Begitu tahu sebagian kader partainya telah tertangkap, Karman kabur dari kampungnya mencari tempat persembunyian yang aman dari kejaran aparat penegak hukum. Setelah berbulan-bulan kabur akhirnya aparat menemukan Karman dalam keadaan yang sangat lemah akibat kesehatan yang memburuk selama di persembunyian.

Sudah jatuh tertimpa tangga sepertinya sangat pas menggambarkan kehidupan Karman. Dirinya yang sedang mejalani hukuman sebagai tahanan politik, ditinggal kawin oleh istrinya, Marni. Marni yang masih muda pada waktu itu sebenarnya telah berusaha untuk tetap setia menunggu Karman. Namun karena tuntutan hidup yang semakin tinggi dan desakan keluarganya, Marni akhirnya menyerah, mengikuti saran dari keluarga untuk menikah lagi.

Namun antara Karman dan Marni masih tersimpan rasa yang sama. Pada saat pertemuan yang mendebarkan keduanya setelah bertahun-tahun lamanya berpisah, tersirat kekecewaan dan kepasrahan akan takdir.

Novel ini mempunyai alur cerita mundur. Mengisahkan kehidupan Karman sejak kecil hingga akhirnya bergabung dengan Partai Komunis. Karman kecil dikisahkan sebagai anak yang baik, penurut dan taat beragama. Namun begitu ia beranjak remaja dan bertemu dengan Margo dan Triman, kehidupannya berubah menjadi seorang yang jauh dari agama. Karman tidak sadar jika dirinya sedang direkrut menjadi kader Partai Komunis secara perlahan-lahan.

Sebelum bergabung dengan Partai Komunis, Karman yang hanya lulusan SMP dan sedang mencari pekerjaan untuk mendapat biaya melanjutkan sekolah, bertemu dengan Margo dan Triman yang berniat untuk memberinya pekerjaan. Karman pun sangat gembira mendengar hal itu. Dengan memberi pekerjaan pada Karman, Margo dan Triman berharap dapat membuat Karman merasa berhutang budi hingga secara perlahan mereka dapat membujuk dirinya untuk bergabung.

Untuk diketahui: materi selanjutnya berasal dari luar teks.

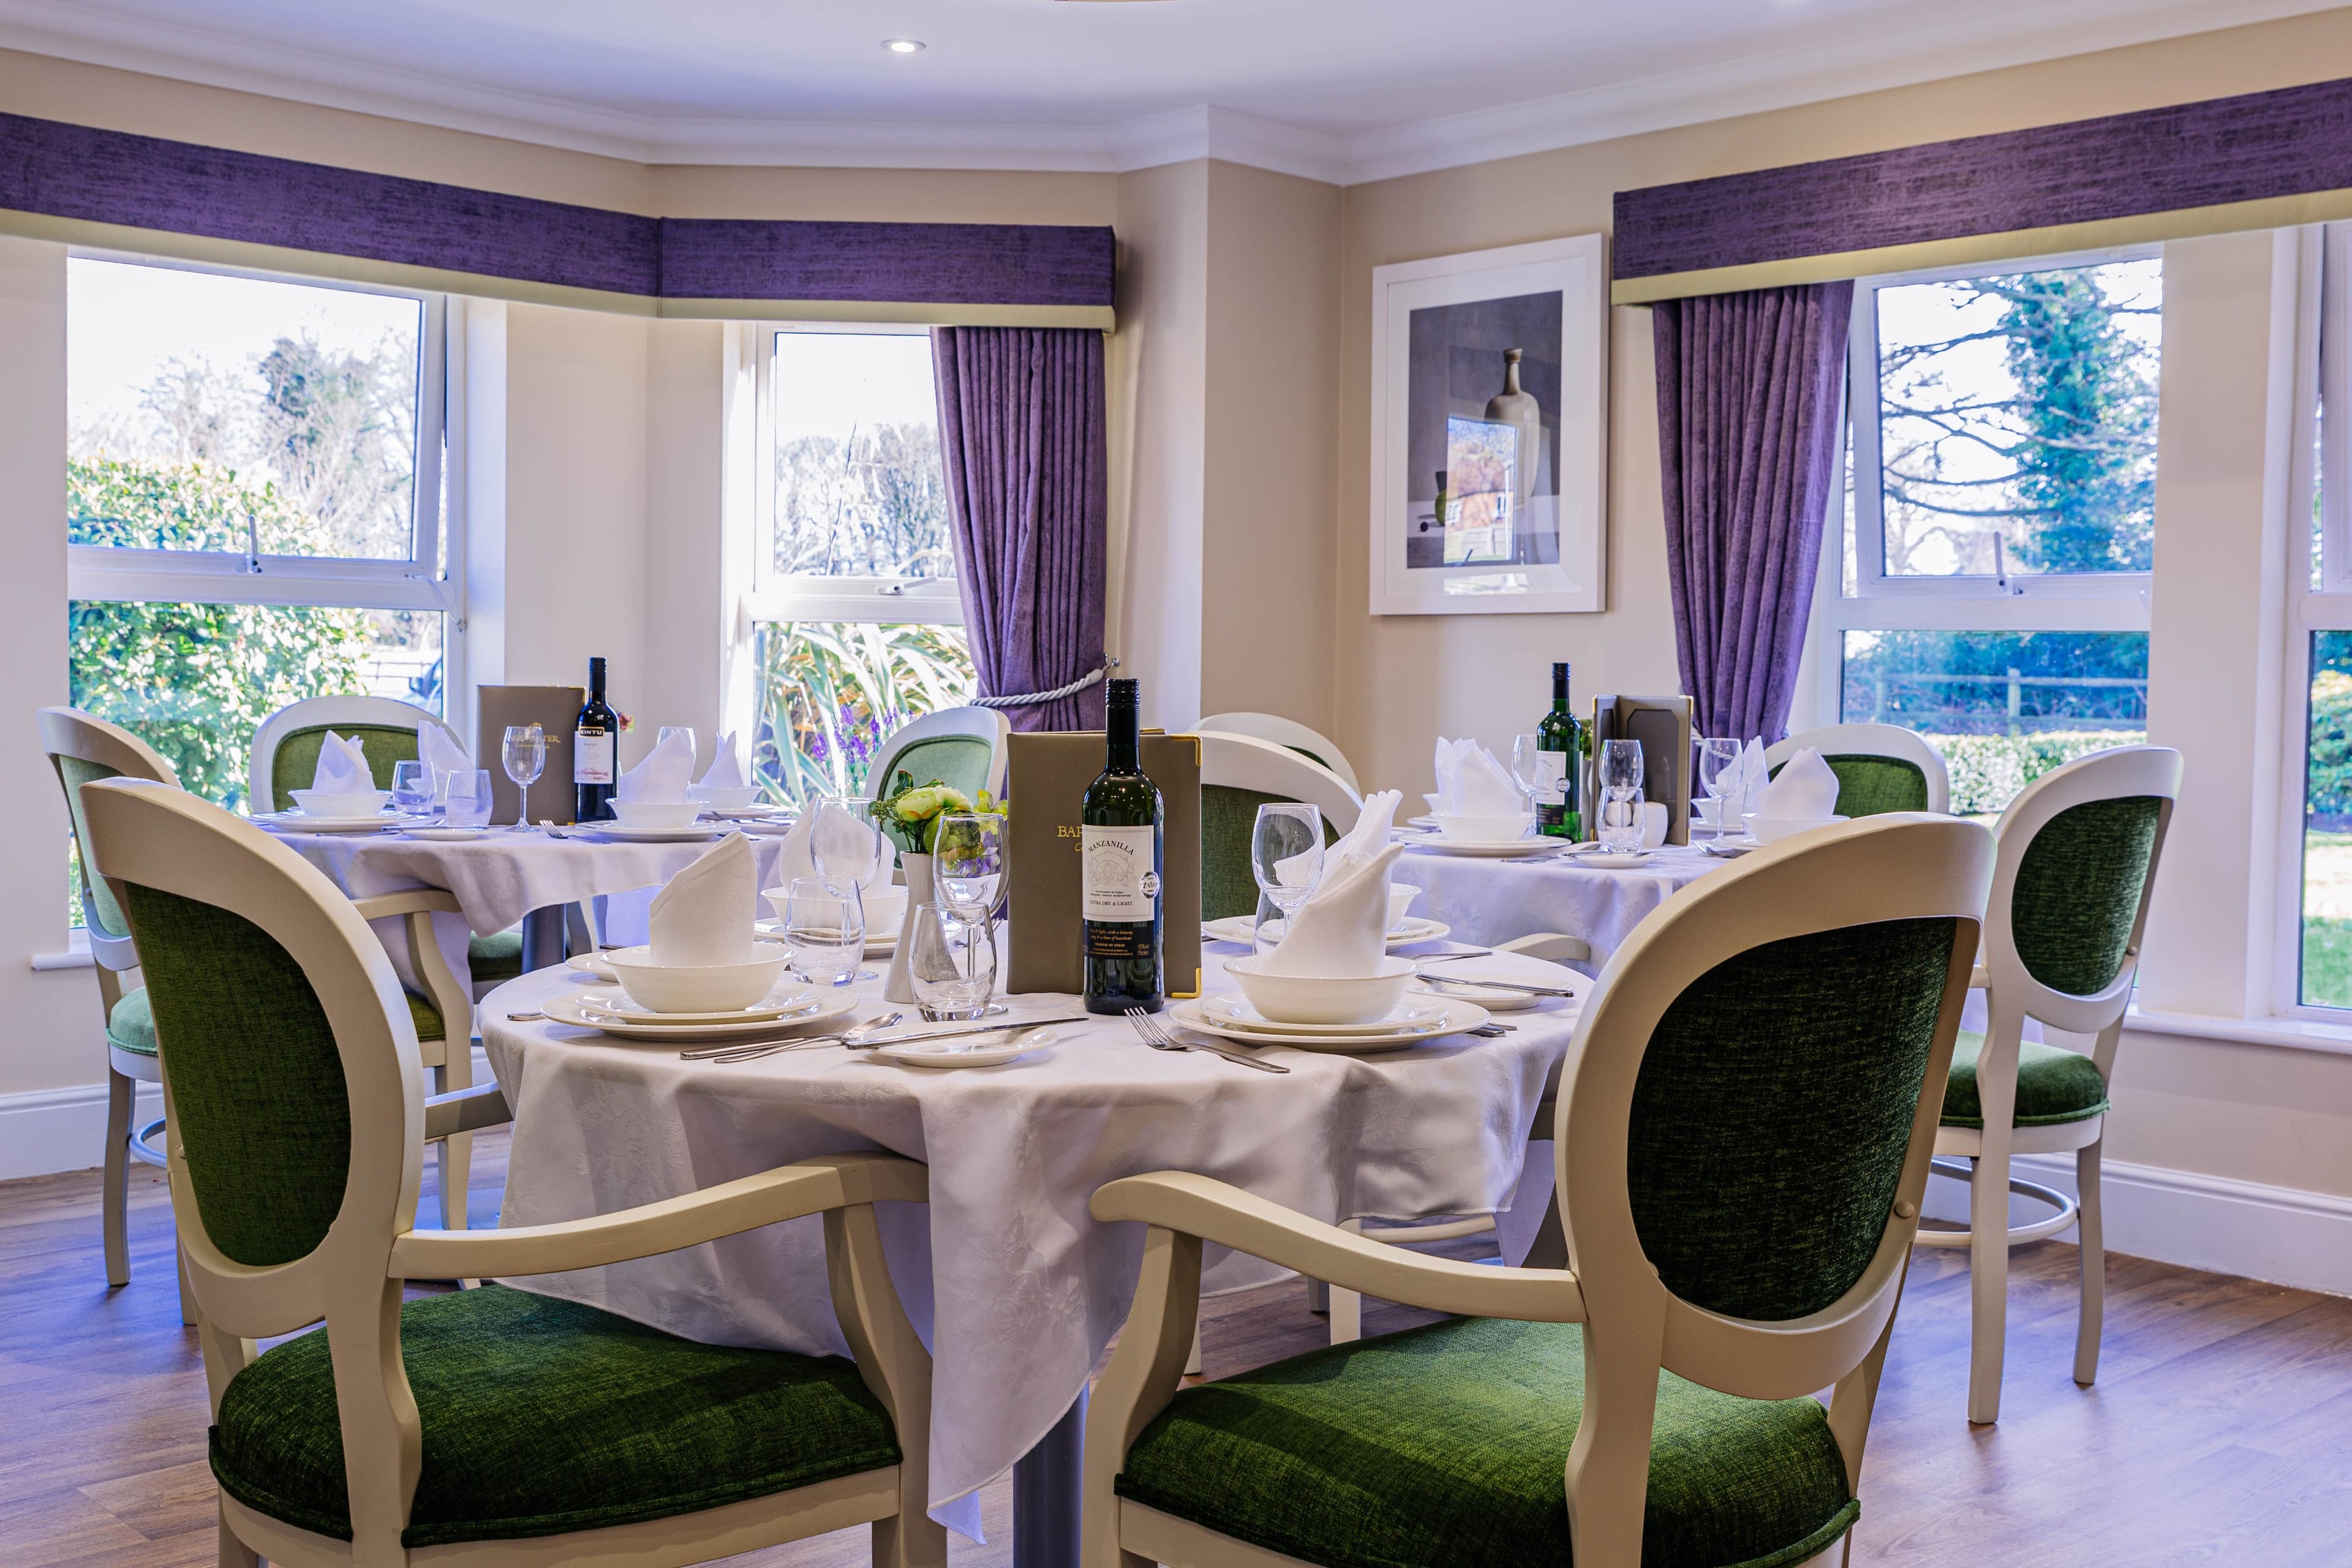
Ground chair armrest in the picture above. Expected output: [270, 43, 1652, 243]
[423, 1083, 511, 1141]
[1090, 1172, 1582, 1324]
[352, 889, 465, 920]
[389, 1152, 927, 1279]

Cintanya yang ditolak oleh Haji Bakir, ayah dari wanita yang taksirnya, membuat Karman semakin marah dan memusuhi Haji Bakir. Tidak hanya Haji Bakir, semua haji yang ada di kampungnya dianggap sebagai orang munafik. Sejak saat itu Karman menjauhi mushola, bahkan ia mulai meninggalkan kewajiban lima waktunya. Karman beranggapan dengan meninggalkan shalat, itu menjadi salah satu cara membalas dendam pada Haji Bakir.

Novel yang sangat menarik yang menceritakan tentang bagaimana Partai Komunis tumbuh dan berkembang di Indonesia pada waktu itu. Bagaimana perekrutan kader, khususnya Karman berjalan dengan begitu halus dan mulus. Trik-trik mereka memperkenalkan ideologi kepartaiannya. Semua dijelaskan secara terperinci dengan Bahasa yang ringan yang mudah dipahami.

Satu kelemahan novel ini menurut saya adalah, kalimat yang menyatakan pikiran dari si tokoh ditulis di antara tanda petik, sehingga saya pikir itu adalah sebuah dialog yang utarakan oleh si tokoh. Yang saya pahami selama ini, jika terdapat kalimat yang meyatakan isi pikiran dari si tokoh, ditulis dalam bentuk yang berbeda, seperti dicetak miring tanpa tanda kutip.

Secara keseluruhan novel ini ditulis dengan apik, membawa kita ke masa perjuangan, memberikan banyak informasi bagi pembaca dan ditutup dengan happy ending.